About four years ago, I started watching the site FiveThrityEight on a consistent basis, because it offers a fascinating look into the world of polling and statistics. They also cover sports odds, having been acquired by ESPN in 2013, which is in some ways a fairly terrible metaphor for the thing that politics has become for a lot of people (a sports rivalry). Founder Nate Silver generally had a pretty good track record for predicting outcomes of elections, and before the results starting coming in on that November, 2016 evening, their prediction models basically said that Trump had a 1 in 4 chance of winning the election.
Naturally, he took a lot of heat for that, but a 1 in 4 chance is not no chance. Given the room for polling error in a tight election, the outcome was always on the table. Basically, they take polling data, weight it for reputation and quality, adjust and compensate for other factors that they observe, and then run 40,000 simulations to see what could happen. Their current prediction model shows Trump winning 13 out of 100 times, which isn't great, but still wholly terrifying.

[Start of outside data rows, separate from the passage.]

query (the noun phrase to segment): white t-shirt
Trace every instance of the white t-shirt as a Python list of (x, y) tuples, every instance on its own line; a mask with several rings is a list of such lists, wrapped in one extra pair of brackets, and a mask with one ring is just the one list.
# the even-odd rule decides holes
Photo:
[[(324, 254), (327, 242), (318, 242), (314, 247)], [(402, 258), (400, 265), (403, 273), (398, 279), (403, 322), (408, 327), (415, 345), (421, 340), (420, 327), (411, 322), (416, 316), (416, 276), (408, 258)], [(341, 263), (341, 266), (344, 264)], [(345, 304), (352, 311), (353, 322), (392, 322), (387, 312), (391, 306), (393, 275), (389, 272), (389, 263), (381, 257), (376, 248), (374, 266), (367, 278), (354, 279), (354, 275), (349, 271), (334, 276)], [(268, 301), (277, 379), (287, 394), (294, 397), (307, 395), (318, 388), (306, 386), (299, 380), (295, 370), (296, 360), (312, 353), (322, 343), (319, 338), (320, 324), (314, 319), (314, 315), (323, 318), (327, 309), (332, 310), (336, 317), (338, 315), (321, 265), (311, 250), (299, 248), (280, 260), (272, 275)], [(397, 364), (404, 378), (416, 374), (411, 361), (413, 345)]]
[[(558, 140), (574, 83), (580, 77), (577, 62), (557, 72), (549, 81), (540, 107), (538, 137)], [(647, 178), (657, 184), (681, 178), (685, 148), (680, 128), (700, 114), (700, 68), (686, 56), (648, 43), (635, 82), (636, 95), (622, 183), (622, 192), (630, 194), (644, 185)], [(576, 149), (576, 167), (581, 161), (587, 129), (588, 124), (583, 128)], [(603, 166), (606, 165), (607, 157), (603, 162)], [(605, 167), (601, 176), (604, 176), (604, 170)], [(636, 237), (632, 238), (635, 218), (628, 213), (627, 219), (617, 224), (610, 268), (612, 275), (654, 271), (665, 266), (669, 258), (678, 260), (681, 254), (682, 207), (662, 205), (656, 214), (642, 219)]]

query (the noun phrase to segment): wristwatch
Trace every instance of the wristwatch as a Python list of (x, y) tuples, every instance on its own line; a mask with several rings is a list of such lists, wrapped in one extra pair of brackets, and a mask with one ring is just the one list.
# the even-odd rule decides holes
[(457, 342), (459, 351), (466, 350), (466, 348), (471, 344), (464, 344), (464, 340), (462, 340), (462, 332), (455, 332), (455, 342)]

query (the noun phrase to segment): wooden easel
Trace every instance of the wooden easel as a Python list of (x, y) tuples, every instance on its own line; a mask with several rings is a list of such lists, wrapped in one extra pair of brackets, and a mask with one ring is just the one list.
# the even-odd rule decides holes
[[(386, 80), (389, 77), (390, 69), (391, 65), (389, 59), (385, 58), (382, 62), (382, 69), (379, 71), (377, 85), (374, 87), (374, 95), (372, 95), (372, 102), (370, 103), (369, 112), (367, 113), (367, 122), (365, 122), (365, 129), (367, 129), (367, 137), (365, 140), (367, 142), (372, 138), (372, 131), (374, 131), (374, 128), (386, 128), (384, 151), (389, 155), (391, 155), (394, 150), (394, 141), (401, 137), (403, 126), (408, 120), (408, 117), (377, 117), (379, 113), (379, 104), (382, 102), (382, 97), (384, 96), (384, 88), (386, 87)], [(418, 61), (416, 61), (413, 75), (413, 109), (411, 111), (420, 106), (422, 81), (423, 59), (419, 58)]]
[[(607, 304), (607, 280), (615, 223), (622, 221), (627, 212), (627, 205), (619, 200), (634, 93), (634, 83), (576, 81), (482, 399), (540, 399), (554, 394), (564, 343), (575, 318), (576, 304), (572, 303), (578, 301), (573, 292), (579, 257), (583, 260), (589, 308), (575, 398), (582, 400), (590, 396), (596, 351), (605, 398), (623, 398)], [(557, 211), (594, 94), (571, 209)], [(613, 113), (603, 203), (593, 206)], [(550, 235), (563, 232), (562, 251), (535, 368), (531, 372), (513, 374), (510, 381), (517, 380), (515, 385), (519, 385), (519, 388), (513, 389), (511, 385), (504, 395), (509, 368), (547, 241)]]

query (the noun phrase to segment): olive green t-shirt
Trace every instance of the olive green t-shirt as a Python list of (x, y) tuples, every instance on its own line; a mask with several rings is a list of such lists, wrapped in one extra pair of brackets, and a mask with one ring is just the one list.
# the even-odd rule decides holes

If you haven't figured it out, there are 538 electoral votes, and you need half plus one to win the election. The site does a pretty good job of explaining poll science, and this year how it has changed. The industry has changed dramatically over the years, in part because the old days when it relied entirely on random phone sampling are gone. They've also had to figure out how to account for layers of mistrust toward pollsters and dishonesty among those being polled. And then if that weren't enough, they have to account for the fact that people are voting over the course of almost a month, so if there are changes in the numbers, they have to account for that. I'm not a math geek, but I find it all very fascinating. Changes in culture and technology have vastly changed an entire industry.
On election night, they will update the model as results come in. According to the current forecast, the only way it starts moving in Trump's favor is if there are surprises in Nevada, Michigan and Minnesota, which are close enough to the margin of error that they could swing things. Wisconsin, Pennsylvania, Arizona and Florida are even more questionable, but the same could be said about Georgia, Texas and Ohio from the other side.